A pastelaria não tem cardápio variado. É o trivial: pastel com molho e, para quem pedir, suco de laranja, refrigerante e coxinha. Sua movimentação é intensa, por duas razões e nenhuma tem prevalência: seu pioneirismo, o que consolida freguesia antiga, e a crocância do pastel e o molho sem igual, cuja receita é mantida a sete chaves por dona Zizi e o reduzido número de antigas funcionárias que literalmente botam a mão na massa para sua feitura e fritura.
Pastel frito na hora tem para todos os gostos: carne, palmito, carne com palmito, queijo, queijo e presunto etc. O molho é comum a todos. Servido em copo plástico descartável, é fácil identificar a presença do tomate, da cebola branca, da cebolinha verde, mas é impossível se saber o quê do caldo agridoce que lhe rende fama.
PERSONAGEM – Dona Zizi fala pouco e em voz baixa. Ouve com atenção e não tem pressa para responder. Pergunto quantos pastéis ela avalia ter vendido nas 2.500 feiras – durante alguns anos a feira de Vila Aurora funcionava às sextas e sábados – ao longo dos 40 anos de sua atividade. Serena, com a mão esquerda sobre o rosto, como se o quisesse segurar, responde com naturalidade: “é coisa pra lá de um milhão”.
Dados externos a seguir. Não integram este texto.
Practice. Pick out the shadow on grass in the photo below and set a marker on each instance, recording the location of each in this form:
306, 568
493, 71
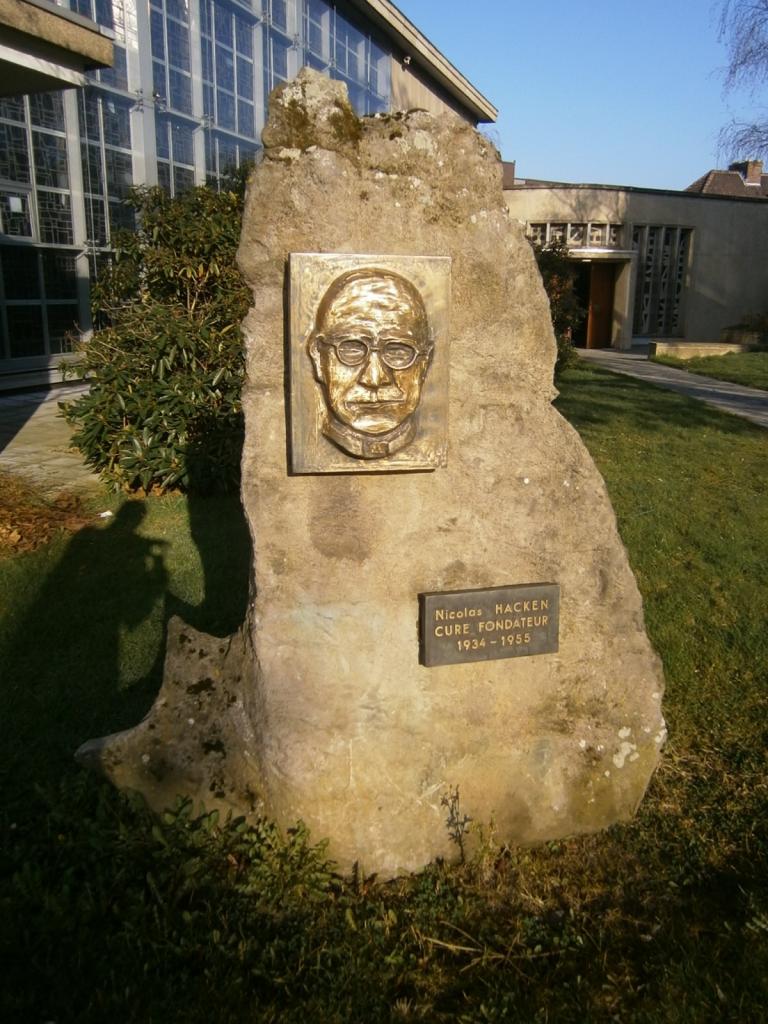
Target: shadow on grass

Sorrio. Agradeço e saio, não antes de manter o velho costume de comer dois pastéis com o danado do irresistível molho agridoce. Penso com meus botões: uma cidade superlativa até na movimentação de uma pastelaria de feira realmente é diferente, a começar por sua gente, a exemplo de dona Idalina Alves Pereira, quer dizer, dona Zizi, porque seu nome de batismo e registro ficou no passado, na Boa Terra, que um dia ela deixou para ajudar a construir uma cidade diferenciada, viciada em crescimento, que esbanja desenvolvimento e está sempre de nariz empinado, no solo vermelho do cerrado à margem do rio Poguba, que desce o planalto e se junta ao São Lourenço numa região que todos chamam de Pantanal.